Understanding the DOSBox debug screen
I have recently begun the journey of learning to code old DOS assembly and how to debug it in the debug version of DOSBox. And when being new to both, the debug screen in DOSBox is a bit overwhelming. So I have, in order to make myself understand it better and to make it easy for anyone else who want to follow my footsteps, decided to write this overview of the screen and its parts.
How the get the Debug screen
Firstly, to even see this screen in DOSBox, You’ll need to install a special debug version if it. You can download it from this page. If you already have DOSBox installed, you’ll only need to download the EXE-file and add it to the folder where regular DOSBox is installed.
DOSBox Debugger will start as the normal version of DOSBox, but with the additional debug screen showing. You can start an application as normal and then press Alt+Break and F5 to stop/start the execution of code. Or if you want to start debugging immediately, start the application by typing “debug” before the name of the executable. For example “debug myapp.exe”.
When the execution is stopped, you can type “help” in the debug screen to see additional commands to use. The commands are also listed on this page.
Required knowledge
In the text below I assume you are familiar with bits, bytes and hexadecimal formatting. Almost all numbers are shown in hexadecimal.
Register Overview
First section of the screen is the Register Overview. It shows all the registers, flags and their current values (There is also some other stuff on the right side I haven’t 100% figured out yet). The registers represent “memory slots” in the emulated CPU.
All values shown are displayed in big endian fashion. Meaning that the most significant byte is shown first.
Registers and flags that were changed by the previous executed instruction will be highlighted. In the above screen shot you can see that EIP was changed.
In the first column we have the four general purpose registers (Accumulator, Base, Count and Data) and their current 32-bit value.
The bytes in the GPs can be referenced in code by four different ways. For example the bytes in the Accumulator can be referenced by EAX, AX, AH and AL. EAX will access all 4 bytes (32-bits), AX will access the two lower bytes (16-bits), AH will access the higher byte of AX and AL will access the lower byte of AX.
Meaning that if EAX is set to 0xFFDD9900, AX is 0x9900, AH is 0x99 and AL is 0x00.
The general purpose registers are not 100% interchangeable, as specific ones are used as input and/or as output location for various instructions.
The second column starts with the two Index registers, Source Index and Destination Index. They are used together with a section registers when working with string instructions. I will explain more about how they are combined later in this post.
The bottom two registers in the second column are the Base pointer and Stack pointer. The Stack pointer point the the current stack offset within the Stack segment. Base pointer is an extra pointer to the stack segment. It is used by higher level programming language to point the beginning of parameters for a subroutine within the stack. (The code I studied so far, does not make much use of the BP register. So I feel my knowledge about it is likely incomplete)

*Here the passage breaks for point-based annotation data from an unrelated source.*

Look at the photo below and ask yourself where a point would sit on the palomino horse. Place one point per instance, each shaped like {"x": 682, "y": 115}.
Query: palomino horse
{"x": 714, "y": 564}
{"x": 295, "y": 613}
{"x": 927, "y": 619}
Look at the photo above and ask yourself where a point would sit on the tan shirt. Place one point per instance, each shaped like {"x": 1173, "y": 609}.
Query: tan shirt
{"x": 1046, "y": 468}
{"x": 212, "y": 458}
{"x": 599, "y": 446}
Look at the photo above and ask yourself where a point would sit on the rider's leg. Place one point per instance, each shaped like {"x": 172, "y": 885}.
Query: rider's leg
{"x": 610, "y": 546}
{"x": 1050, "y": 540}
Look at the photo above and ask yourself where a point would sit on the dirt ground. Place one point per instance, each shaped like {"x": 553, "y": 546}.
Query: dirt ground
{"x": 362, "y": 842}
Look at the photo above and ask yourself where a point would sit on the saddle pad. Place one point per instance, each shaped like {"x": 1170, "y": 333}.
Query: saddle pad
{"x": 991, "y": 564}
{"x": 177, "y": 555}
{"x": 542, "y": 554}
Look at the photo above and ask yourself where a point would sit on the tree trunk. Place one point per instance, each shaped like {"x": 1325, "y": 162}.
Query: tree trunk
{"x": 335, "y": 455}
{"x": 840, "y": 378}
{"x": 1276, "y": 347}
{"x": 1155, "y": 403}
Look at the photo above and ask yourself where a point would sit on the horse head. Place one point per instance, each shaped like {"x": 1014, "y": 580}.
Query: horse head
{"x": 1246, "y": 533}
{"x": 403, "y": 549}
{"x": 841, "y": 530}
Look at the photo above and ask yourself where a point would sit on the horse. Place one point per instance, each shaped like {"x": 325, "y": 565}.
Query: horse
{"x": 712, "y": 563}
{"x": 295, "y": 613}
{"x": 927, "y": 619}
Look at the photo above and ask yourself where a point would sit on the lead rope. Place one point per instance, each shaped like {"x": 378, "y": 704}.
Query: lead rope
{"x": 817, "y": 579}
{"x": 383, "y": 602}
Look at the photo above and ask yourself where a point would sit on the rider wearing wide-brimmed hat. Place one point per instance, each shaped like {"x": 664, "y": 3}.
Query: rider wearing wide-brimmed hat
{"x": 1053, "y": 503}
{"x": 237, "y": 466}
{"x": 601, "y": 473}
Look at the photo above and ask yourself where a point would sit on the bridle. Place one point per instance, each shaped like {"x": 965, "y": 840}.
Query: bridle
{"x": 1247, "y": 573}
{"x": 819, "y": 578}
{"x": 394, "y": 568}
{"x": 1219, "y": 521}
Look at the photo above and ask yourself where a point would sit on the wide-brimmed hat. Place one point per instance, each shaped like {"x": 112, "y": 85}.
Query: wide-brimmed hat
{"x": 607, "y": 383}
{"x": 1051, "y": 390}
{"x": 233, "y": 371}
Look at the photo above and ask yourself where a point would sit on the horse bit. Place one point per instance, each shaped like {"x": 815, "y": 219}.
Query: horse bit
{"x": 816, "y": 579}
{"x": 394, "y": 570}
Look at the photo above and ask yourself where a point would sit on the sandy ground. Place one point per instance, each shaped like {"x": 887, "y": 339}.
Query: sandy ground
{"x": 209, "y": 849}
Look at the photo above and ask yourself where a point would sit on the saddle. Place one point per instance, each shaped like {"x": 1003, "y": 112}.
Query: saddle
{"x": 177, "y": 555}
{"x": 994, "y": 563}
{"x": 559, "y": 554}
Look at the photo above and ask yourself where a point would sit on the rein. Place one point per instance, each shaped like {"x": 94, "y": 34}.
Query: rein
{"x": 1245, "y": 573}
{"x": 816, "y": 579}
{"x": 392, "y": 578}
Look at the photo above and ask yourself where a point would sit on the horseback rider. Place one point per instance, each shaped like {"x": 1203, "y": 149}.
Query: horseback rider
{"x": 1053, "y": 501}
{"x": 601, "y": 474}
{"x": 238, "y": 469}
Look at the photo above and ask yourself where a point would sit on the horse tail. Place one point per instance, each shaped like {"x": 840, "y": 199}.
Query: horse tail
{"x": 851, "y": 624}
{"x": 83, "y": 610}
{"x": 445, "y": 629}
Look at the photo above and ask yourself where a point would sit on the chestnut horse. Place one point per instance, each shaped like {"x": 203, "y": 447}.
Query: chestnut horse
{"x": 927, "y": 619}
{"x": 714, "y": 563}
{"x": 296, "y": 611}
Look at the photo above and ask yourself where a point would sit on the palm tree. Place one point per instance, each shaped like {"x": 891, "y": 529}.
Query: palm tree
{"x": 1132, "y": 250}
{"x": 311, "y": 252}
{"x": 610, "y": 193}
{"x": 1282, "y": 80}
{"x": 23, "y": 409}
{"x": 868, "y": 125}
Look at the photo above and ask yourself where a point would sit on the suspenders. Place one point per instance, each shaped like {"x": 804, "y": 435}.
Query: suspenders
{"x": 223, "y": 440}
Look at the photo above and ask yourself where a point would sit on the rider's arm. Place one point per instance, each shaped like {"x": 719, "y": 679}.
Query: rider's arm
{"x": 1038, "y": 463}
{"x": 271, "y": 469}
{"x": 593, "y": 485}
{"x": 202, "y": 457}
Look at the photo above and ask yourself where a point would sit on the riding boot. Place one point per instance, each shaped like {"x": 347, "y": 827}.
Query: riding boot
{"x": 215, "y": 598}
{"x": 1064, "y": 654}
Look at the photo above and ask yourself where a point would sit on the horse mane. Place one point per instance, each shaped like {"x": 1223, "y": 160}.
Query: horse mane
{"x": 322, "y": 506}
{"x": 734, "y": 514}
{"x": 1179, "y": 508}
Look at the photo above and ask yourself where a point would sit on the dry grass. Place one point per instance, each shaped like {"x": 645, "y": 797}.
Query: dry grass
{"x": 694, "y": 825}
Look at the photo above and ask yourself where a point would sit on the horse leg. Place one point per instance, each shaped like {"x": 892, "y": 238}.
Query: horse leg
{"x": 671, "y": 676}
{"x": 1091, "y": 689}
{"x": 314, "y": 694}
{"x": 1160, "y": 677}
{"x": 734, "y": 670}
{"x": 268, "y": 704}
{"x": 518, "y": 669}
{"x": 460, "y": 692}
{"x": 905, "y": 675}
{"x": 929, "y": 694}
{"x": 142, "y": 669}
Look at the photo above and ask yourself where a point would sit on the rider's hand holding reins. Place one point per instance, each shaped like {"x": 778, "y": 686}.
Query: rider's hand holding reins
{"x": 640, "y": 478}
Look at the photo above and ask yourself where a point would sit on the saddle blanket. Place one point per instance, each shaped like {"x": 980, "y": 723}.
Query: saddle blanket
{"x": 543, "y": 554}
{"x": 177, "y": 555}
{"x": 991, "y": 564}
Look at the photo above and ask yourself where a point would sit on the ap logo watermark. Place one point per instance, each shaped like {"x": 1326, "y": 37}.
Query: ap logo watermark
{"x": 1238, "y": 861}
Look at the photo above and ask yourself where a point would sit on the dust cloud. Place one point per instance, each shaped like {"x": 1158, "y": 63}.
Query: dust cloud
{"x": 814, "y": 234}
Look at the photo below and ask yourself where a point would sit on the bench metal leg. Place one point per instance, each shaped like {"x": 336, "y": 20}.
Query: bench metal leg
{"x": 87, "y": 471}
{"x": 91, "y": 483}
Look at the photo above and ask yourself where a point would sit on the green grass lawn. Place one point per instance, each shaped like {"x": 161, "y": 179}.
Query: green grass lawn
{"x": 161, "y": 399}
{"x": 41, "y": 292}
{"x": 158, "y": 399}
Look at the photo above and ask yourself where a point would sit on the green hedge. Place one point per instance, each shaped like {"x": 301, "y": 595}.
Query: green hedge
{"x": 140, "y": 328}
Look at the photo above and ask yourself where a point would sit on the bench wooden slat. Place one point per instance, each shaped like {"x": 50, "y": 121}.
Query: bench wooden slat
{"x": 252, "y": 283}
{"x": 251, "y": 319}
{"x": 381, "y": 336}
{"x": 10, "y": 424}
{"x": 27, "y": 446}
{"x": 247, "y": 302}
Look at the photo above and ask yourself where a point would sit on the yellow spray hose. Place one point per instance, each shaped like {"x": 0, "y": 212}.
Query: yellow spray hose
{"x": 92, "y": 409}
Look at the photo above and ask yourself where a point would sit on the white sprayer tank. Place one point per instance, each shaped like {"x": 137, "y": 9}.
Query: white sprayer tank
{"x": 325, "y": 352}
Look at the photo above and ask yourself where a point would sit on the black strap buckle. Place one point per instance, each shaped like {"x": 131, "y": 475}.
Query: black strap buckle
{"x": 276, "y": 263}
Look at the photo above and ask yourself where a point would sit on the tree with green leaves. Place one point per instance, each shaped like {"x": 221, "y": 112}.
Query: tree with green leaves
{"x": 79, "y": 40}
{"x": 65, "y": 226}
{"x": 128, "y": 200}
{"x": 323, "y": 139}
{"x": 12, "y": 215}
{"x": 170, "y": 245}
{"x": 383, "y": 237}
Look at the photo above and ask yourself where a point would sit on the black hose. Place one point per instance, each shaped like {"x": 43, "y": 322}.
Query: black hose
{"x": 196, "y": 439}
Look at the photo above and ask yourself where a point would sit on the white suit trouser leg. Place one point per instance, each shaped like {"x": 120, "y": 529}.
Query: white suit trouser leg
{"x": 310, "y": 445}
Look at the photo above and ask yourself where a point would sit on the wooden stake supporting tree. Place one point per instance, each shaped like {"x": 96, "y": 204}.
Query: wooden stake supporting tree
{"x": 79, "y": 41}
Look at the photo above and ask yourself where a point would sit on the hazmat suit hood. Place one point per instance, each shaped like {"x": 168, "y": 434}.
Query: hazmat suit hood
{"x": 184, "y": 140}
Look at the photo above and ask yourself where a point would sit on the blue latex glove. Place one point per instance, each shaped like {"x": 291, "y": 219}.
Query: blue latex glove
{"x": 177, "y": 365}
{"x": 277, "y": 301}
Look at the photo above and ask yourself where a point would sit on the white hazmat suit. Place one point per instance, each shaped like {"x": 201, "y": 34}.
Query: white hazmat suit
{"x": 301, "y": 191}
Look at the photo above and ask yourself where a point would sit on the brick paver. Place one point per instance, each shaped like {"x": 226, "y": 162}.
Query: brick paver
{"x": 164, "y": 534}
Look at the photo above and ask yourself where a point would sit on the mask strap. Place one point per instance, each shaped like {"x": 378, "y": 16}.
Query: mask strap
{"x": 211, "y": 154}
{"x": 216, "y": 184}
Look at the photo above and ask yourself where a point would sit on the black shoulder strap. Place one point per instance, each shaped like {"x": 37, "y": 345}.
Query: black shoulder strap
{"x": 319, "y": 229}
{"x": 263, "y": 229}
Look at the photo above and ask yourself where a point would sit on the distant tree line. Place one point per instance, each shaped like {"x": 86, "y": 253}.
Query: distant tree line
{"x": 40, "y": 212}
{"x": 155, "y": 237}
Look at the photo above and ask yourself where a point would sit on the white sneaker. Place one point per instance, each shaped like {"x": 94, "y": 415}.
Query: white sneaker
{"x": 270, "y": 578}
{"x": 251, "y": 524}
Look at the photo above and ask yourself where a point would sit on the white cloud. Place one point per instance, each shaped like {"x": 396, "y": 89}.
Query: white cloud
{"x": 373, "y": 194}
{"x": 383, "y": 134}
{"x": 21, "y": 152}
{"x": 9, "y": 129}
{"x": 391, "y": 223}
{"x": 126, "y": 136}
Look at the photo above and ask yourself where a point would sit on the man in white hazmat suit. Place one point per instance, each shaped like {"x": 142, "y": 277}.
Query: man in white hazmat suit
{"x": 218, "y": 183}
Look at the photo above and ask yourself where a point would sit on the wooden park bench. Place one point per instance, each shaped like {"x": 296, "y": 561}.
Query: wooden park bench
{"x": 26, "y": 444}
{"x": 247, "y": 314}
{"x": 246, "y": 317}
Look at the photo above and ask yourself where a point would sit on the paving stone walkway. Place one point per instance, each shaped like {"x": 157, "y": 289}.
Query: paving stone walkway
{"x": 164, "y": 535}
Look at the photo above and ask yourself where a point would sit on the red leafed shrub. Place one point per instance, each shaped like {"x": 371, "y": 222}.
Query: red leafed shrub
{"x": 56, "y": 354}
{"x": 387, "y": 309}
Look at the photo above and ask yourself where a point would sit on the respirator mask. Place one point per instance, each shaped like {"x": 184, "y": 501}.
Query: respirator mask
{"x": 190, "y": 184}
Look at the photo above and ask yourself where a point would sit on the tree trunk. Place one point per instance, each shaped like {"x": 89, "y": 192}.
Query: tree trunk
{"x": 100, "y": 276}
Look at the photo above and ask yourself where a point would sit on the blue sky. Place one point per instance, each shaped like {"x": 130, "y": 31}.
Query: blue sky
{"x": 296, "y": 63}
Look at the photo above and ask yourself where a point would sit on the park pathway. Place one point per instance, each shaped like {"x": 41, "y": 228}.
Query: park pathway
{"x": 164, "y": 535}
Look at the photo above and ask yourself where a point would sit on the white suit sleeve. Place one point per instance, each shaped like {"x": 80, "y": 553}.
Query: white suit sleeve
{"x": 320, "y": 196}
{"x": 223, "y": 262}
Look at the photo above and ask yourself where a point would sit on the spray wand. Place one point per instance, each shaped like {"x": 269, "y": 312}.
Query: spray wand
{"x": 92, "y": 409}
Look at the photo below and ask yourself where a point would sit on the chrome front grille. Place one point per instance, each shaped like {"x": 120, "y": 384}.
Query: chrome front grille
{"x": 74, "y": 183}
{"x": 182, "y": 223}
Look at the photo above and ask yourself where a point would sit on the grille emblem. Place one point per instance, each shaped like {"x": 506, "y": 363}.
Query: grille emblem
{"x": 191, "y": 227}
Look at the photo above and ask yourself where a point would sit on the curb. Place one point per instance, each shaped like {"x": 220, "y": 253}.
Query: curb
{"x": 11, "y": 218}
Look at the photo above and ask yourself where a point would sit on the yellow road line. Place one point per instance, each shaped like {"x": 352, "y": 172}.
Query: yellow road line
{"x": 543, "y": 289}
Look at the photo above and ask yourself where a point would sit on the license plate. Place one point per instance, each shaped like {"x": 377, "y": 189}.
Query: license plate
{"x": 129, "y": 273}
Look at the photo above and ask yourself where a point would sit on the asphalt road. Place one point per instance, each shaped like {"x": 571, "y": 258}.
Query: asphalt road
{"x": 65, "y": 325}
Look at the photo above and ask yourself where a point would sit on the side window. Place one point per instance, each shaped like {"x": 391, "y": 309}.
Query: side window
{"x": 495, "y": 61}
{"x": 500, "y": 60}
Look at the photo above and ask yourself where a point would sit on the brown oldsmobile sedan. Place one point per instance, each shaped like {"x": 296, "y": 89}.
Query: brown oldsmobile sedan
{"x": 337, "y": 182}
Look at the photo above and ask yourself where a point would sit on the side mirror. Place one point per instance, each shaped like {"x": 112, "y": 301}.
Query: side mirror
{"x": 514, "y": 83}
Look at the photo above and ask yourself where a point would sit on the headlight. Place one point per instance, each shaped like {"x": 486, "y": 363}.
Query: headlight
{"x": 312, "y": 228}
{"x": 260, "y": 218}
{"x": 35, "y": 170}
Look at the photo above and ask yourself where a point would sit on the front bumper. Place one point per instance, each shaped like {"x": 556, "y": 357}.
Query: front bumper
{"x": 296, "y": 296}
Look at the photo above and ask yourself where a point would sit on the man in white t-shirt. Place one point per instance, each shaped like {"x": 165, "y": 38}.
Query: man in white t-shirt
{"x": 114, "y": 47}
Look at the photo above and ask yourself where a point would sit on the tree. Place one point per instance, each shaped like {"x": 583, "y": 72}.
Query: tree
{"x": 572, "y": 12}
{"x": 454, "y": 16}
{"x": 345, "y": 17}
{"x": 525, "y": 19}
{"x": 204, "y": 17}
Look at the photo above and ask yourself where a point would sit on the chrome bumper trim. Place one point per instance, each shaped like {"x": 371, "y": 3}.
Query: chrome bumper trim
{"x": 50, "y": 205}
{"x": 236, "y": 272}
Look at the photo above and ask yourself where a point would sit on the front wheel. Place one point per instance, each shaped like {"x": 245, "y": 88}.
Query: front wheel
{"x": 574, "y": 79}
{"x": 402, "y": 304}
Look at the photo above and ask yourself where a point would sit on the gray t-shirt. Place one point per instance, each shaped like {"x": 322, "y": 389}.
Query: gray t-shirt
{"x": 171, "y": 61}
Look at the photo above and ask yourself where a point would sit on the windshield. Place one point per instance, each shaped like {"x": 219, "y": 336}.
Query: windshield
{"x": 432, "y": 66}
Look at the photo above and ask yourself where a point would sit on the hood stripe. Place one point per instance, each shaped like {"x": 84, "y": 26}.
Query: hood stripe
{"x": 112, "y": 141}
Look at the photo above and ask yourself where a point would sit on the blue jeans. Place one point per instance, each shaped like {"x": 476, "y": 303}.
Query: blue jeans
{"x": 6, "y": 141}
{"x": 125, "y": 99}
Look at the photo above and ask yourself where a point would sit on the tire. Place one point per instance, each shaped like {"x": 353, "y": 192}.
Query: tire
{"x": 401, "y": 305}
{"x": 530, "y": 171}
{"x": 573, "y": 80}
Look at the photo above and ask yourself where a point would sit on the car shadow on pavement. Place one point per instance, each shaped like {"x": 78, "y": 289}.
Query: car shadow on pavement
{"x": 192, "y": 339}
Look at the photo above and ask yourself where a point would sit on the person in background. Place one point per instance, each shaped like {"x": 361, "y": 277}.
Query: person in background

After the two columns we find a bunch of Segment registers. Each define a 64 Kb large region of memory space. Their value is an address in the physical memory divided by 16.
They are:
- DS: Data segment
- CS: Code segment
- SS: Stack segment
- ES, FS, GS: Extra segments. FS and GS can be referred to as Far segment and Global segment respectively, but there is no difference between them.
Together with a register in the second column they can point to a specific address in the memory. For example DS is often paired with SI. You get the physical addresses from a segment and pointer by multiply the segment with 16 and then adding the pointer value to it.
For example if DS is 0x2052 and SI is 0x05BC, the physical address will be 0x20ADC.
Hexadecimal:
0x2052 x 0x10 + 0x05BC = 0x20ADC
Decimal:
8274 x 16 + 1468 = 133852
Different segments can overlap and even point to exact same region. Because they can overlap, different looking segment + offset combinations can point to the same physical address.
In DOSBox the pairing a segment and register will look like DS:SI, CS:IP, SS:SP etc in the Code overview.
The last register is the Instruction pointer. Together with CS it points the memory location of the next instruction to be executed.
After all the registers and segments, we have the Flags. They are all single bit values, which means they can only be either zero or one. They can be changed when an instruction is executed and will also determine what some instruction will do when being executed. I will quickly go over them here, but I do feel they need a blog post of their own, for a more in-depth look.
- Carry Flag - Is set to 1 when the result of an arithmetic operation goes over max value or under min value for the register. Otherwise it is 0. It will also store the bit that is removed doing a shift or rotate operation.
- Zero Flag - Is set to 1 when the result of an arithmetic operation is zero or when two compared values are equal. A non-zero or non-equal result set flag to 0.
- Sign Flag - Shows if the result of an operation might be Two’s complement signed or not (that it might represent a negative number). It basically tells if the highest bit of the result is set to 1 or 0.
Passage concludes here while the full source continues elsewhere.